Most of the RNA-related genes identified in our study were up-regulated in tumor tissue. The reason for this is unclear; it may be due to the increased metabolic rate associated with tumor cell proliferation. However, the vast majority of RNA-related genes exhibited no differences between tumor and normal lung tissues. Moreover, one relevant gene identified in our study was downregulated (ADAR2), and mRNA expression of five of the selected genes was associated with clinical outcome in a series of adenocarcinoma patients. In particular, high expression of up-regulated genes (MARS, RAE1, SNRPB, and SNRPE) was associated with worse prognosis, whereas high expression of the downregulated gene (ADAR2) correlated with improved survival. Interestingly, the group of patients with no deregulation in any of these genes exhibited very good survival. On the other hand, a high number of deregulating events was associated with poor survival. These results suggest that the activity of the RNA-metabolic machinery could potentially serve as a prognostic marker for lung cancer.

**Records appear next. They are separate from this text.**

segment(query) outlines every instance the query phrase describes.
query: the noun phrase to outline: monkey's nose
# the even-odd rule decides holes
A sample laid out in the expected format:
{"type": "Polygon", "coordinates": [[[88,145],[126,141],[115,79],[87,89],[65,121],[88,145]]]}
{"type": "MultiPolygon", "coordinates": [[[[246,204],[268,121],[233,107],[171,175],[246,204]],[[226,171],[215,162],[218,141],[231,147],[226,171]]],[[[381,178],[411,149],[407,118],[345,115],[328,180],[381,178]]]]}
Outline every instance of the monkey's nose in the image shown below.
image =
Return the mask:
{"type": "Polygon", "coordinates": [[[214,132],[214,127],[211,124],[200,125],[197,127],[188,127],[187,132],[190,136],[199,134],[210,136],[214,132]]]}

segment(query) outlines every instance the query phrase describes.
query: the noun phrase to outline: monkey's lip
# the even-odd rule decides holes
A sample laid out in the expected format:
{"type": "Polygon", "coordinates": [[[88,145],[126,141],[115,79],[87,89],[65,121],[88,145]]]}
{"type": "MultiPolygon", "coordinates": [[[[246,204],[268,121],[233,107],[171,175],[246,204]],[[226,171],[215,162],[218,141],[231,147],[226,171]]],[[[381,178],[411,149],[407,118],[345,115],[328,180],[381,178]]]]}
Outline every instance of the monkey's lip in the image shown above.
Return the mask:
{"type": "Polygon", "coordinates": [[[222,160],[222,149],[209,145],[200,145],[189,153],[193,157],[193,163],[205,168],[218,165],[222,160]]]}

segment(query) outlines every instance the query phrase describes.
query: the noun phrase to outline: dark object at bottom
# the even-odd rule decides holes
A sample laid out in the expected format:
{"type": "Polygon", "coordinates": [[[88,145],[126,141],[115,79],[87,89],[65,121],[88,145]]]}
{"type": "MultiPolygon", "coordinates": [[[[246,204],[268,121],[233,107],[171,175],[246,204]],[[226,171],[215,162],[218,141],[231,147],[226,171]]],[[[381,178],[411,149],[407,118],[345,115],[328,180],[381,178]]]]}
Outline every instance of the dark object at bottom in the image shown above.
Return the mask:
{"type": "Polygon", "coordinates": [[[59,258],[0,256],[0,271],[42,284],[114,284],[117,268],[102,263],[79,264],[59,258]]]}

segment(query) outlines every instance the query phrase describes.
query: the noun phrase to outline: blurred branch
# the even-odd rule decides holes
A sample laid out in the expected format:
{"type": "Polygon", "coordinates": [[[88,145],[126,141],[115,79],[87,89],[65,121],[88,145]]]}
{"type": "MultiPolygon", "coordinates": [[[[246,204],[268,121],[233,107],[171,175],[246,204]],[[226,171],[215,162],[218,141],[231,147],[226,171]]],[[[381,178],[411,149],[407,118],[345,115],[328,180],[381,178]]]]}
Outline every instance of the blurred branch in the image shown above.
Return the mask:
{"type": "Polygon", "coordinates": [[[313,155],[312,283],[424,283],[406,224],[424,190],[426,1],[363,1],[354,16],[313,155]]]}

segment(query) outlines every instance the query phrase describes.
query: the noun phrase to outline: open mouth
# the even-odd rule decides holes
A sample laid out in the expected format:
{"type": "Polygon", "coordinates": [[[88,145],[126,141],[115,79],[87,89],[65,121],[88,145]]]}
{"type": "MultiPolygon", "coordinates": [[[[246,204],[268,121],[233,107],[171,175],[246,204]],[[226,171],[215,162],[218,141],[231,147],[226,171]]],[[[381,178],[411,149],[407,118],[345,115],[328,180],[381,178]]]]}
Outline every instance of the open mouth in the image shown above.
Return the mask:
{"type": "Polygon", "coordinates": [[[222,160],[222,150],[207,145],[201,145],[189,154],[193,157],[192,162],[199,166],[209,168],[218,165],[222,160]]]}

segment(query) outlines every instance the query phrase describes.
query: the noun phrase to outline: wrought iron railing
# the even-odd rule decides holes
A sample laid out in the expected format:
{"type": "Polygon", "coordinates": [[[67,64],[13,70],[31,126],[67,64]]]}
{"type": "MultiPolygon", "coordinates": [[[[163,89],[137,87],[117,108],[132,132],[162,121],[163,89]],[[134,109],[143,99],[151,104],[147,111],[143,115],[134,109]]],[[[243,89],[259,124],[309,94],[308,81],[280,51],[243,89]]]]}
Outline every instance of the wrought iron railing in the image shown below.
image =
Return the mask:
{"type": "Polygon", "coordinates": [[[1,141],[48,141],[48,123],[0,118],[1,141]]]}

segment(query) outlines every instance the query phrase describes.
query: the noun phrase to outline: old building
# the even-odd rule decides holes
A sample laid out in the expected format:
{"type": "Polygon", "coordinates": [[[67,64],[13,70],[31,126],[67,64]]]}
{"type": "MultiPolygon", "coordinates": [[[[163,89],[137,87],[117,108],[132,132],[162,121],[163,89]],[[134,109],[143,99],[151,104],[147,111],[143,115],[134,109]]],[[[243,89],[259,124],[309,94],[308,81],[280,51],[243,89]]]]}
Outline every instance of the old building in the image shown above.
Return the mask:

Proteins translated from three of the eight up-regulated genes belong to the family of spliceosomal small nuclear ribonucleoproteins (snRNPs): ASCC3L1, SNRPB, and SNRPE. The spliceosome is a complex of snRNPs plus a multitude of associated proteins. This complex recognizes splice sites and removes introns from pre-mRNA molecules. Little is known regarding the role played by the spliceosome in cancer. Recently, using whole-exome sequencing analysis, some studies have identified a high frequency of mutations in distinct components of the spliceosome in chronic lymphocytic leukemia and myelodysplasia [29]–[33], implicating this cellular machinery in the development of cancer [34]. Thus, some spliceosomal inhibitors have been tested in cancer cells and the spliceosome has been proposed as an anti-cancer target [35]. The identification of three spliceosomal proteins differentially expressed in lung cancer suggests that a role is played by the spliceosome in this malignancy. Unfortunately, there is little published information concerning the role of these particular proteins in cancer. ASCC3L1 (SNRNP200) encodes helicase Brr2, an important component of the spliceosomal snRNP U5. To our knowledge, this study is the first to demonstrate than ASCC3L1 is associated with malignancy. Small nuclear ribonucleotide associated protein B (SNRPB) is part of snRNP U1. SNRPB has been reported to be a metastasis suppressor in a mouse allograft model of prostate cancer [36]. A rare polymorphism in the SNRPB gene has been associated with reduced risk of breast cancer in BRCA1 mutation carriers [37]. The overexpression of small nuclear ribonucleotide associated protein E (SNRPE) has been reportedly associated with growth arrest at G2 phase in both malignant and non-malignant cells [38]. However, in line with our results, SNRPE is amplified and overexpressed in malignant gliomas and oral squamous cell carcinomas [39], [40]. SNRPE is also amplified and up-regulated in hepatocellular carcinoma and may function as an oncogene by enhancing cell proliferation [41].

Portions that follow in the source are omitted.